Son contenu est clarifié par les articles L.121-2 et R. 121-1. Outre les informations juridiques
opposables au P.L.U., il mentionne les études techniques dont disposent
les services de L’Etat concernant la prévention des risques et la protection de l'environnement.
Le porter à connaissance est tenu à disposition du public.
2.2.2. L’association des services de l’état
L’association est l'occasion pour l'Etat :
d'exprimer sa stratégie, ses attentes... ,
d'exposer les principes de fond de la loi.
L'association des services de l'Etat s'effectue librement au cours de l'élaboration du P.L.U.. à l’initiative
du Maire ou du Préfet (art. L. 123-7).
Son but est de créer un véritable dialogue entre la commune et les services de P.L.U..
L’association avec les services de l'Etat peut prendre plusieurs formes : réunions plénières,
réunions restreintes, rencontres personnelles, lettres, entretiens particuliers...

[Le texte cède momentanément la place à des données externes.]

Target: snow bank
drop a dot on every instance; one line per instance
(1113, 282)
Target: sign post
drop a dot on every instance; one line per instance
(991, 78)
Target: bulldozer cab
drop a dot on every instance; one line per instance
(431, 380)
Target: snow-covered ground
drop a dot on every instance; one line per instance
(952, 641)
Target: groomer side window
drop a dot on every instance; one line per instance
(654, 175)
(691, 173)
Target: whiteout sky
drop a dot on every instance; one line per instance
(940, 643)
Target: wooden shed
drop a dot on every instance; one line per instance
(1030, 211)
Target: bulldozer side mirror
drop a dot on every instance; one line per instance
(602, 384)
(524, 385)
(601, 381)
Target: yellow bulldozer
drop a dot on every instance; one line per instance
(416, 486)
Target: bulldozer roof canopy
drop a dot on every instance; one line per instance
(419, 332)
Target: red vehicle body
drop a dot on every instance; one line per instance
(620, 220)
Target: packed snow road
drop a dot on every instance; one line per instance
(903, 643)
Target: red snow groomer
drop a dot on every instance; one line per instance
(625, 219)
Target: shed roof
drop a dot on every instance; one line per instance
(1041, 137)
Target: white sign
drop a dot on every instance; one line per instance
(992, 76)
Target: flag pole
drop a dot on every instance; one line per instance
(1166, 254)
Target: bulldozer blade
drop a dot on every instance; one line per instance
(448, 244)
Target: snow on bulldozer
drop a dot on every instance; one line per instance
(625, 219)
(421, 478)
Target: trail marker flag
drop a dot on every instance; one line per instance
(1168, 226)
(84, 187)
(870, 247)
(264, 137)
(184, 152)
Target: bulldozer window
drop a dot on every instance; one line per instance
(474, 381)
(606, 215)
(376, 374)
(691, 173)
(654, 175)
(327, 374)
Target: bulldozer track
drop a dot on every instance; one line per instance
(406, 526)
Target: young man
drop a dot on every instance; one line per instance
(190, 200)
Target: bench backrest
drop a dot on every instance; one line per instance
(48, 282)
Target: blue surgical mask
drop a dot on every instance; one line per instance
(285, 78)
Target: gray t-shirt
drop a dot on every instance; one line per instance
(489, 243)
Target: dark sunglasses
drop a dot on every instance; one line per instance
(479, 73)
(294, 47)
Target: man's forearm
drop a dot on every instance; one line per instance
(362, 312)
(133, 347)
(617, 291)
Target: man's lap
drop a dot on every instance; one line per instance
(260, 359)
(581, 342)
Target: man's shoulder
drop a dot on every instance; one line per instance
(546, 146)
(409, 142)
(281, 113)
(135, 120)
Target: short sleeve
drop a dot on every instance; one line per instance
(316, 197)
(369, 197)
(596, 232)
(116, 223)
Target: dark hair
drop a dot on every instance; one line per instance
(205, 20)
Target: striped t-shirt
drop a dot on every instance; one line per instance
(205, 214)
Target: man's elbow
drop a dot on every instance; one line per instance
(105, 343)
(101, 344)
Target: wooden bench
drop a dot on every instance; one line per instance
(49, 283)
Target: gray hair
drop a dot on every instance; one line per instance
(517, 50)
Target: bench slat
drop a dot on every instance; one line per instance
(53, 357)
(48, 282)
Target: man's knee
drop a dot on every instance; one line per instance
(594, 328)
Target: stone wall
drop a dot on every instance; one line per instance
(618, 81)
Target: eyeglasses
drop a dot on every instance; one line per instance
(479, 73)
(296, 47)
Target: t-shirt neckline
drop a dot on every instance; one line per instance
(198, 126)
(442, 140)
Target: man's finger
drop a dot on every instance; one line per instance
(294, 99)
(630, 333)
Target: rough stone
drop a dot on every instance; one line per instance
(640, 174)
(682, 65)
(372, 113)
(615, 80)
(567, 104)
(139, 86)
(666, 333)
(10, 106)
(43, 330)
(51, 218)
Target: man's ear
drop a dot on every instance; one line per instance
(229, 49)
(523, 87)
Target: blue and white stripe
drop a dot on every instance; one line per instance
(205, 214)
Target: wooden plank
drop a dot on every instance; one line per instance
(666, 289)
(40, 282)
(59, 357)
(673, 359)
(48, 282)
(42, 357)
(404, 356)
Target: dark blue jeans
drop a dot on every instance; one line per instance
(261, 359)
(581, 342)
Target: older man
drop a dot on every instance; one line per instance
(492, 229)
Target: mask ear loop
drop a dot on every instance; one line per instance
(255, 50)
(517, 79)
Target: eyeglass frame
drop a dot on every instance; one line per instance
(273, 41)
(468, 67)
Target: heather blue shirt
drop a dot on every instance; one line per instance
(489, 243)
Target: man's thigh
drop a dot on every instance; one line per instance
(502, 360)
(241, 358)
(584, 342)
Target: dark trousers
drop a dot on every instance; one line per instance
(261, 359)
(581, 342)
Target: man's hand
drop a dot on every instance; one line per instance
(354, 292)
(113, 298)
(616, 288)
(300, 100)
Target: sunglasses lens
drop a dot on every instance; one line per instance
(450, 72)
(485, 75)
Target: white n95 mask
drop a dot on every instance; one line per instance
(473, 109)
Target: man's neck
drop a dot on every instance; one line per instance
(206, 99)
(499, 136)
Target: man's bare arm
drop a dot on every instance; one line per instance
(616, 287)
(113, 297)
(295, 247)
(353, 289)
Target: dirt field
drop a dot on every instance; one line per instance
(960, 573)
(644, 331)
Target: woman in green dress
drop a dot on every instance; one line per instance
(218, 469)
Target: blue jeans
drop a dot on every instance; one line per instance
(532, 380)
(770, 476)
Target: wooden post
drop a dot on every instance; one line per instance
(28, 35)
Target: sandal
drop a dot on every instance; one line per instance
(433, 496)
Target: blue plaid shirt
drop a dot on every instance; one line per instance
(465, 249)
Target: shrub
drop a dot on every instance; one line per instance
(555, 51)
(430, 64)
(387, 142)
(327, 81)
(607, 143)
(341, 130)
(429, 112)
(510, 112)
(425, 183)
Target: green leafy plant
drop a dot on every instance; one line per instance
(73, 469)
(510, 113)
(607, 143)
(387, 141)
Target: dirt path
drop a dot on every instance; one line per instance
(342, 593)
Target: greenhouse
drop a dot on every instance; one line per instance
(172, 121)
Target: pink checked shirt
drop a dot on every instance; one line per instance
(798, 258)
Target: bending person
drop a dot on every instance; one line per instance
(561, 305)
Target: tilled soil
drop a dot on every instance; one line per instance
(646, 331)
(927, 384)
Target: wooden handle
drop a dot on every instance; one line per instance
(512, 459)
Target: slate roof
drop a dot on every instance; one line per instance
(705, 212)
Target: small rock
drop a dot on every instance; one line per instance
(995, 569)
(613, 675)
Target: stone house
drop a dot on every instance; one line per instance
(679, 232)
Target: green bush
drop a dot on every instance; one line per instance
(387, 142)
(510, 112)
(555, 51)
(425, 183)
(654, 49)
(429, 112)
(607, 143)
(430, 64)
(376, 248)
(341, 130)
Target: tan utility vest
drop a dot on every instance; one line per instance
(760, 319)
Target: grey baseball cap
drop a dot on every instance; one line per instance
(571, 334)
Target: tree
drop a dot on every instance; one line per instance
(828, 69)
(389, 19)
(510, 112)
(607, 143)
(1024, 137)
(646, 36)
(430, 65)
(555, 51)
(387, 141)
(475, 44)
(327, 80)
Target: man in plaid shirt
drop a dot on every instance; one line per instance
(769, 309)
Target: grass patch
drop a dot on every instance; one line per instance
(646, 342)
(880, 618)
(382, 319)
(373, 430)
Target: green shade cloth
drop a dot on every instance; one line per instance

Le préfet peut provoquer une réunion entre les services de l’Etat et la commune.
2.3. Les personnes publiques associées autre que l'Etat
Au titre des articles L. 121-4 et L. 121-6. sont associés de plein droit :
Le Président du Conseil régional ;
Le Président du Conseil général ;
les représentants des chambres consulaires (métiers, commerce et industrie. agriculteur)
le Président de l’E.P.C.I. chargé du suivi du SCOT (le cas échéant)
Les représentants des organismes de gestion de parcs naturels régionaux (le cas échéant) ;
Le représentant de l'autorité compétente en matière d'organisation des transports urbaine (le cas échéant).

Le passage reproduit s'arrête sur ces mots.